Roger ne put s’empêcher de rire.
– Je ne vois pas, dit-il, à quoi vous auriez pu les dépenser ici.
– Je m’explique : toute ma garde-robe, mon linge et jusqu’aux dossiers les plus importants des combinaisons financières, dont j’ai eu l’honneur de vous entretenir sont détenus à Londres par un hôtelier exigeant. Quelle mauvaise idée j’aie eue d’aller revoir les Anglais ! Le brouillard m’a toujours porté la guigne noire.
– Vous avez joué, avouez-le.
– Eh oui ! répondit impudemment l’escroc. J’ai joué et je jouerai toute ma vie, tant que la veine ne m’aura pas mis dans les mains les quatre ou cinq cent mille francs qui me seraient nécessaires pour fonder quelque chose de durable. Pas de maison sans fondations ! Des parvenus enrichis dans le commerce ont l’effronterie de soutenir qu’ils sont arrivés en sabots à Paris et qu’ils ont amassé sou à sou le premier billet de mille nécessaire à la base de leur fortune. Blagueurs ! Ils ne vous avoueront jamais leurs tours de passe-passe, leurs platitudes, leurs vilenies. Tous, vous m’entendez, tous, ils ont pris soin de remplir de billets de banque leurs galoches avant de se jeter dans la mêlée industrielle. L’un a épousé une fille de mauvaise vie pour lui rafler ses économies. Un autre a vendu sa femme à son patron afin de s’élever à la dignité d’associé. La plupart ont ruiné leur commanditaire en s’enrichissant de ses dépouilles. C’est la lutte pour la vie ! Moi, je n’aurais ni cette bassesse ni cette patience. D’abord, je suis horriblement dépensier. Le luxe c’est mon élément. J’aime à être servi au doigt et à l’œil et je suis un raffiné en toutes choses. Pour moi, cinquante francs par jour, c’est la misère. Aussi bien, cher monsieur Laroque, si vous voulez que je m’occupe sérieusement de retrouver votre bandit, un billet de mille supplémentaire ne ferait pas mal dans mon paysage.
– Qu’à cela ne tienne ! je vais vous le remettre à l’instant.
Après le café et les liqueurs, Roger passa dans le salon et rouvrit son secrétaire.
– Voici cinquante louis, dit-il à l’escroc en lui comptant la somme en pièces d’or.
D’un coup d’œil d’expert, d’Andrimaud avait évalué approximativement les liasses de valeurs que contenait le secrétaire. « Le million y est ! se dit-il. Sans compter les titres des propriétés que ce nabab possède en Amérique. »
Ils sortirent dans la cour et trouvèrent le coupé attelé. D’Andrimaud y prit place.
– À bientôt, dit-il à Roger au moment où la voiture franchissait la grille.
Rentré chez lui, Laroque se plongea dans une profonde méditation.

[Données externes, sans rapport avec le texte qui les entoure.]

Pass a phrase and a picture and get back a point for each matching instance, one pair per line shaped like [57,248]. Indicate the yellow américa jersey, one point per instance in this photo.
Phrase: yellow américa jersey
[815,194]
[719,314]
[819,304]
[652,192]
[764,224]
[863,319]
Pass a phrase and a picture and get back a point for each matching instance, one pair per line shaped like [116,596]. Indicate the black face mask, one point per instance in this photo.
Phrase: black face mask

Il restait convaincu que d’Andrimaud connaissait la retraite de Luversan ; mais un détail l’inquiétait : pourquoi l’escroc lui avait-il fait préciser l’état civil de Raymond de Noirville ? Derrière les questions du misérable, il avait senti une menace de chantage. Et qui le dirigeait, ce chantage ? Luversan, Luversan lui-même ! Luversan seul possédait le secret de la morte. Il devait avoir appris par d’Andrimaud le mariage de Suzanne. Ce ne pouvait être que lui qui avait chargé l’escroc d’avoir des renseignements précis sur Raymond de Noirville.
Telles étaient les déductions de Roger Laroque.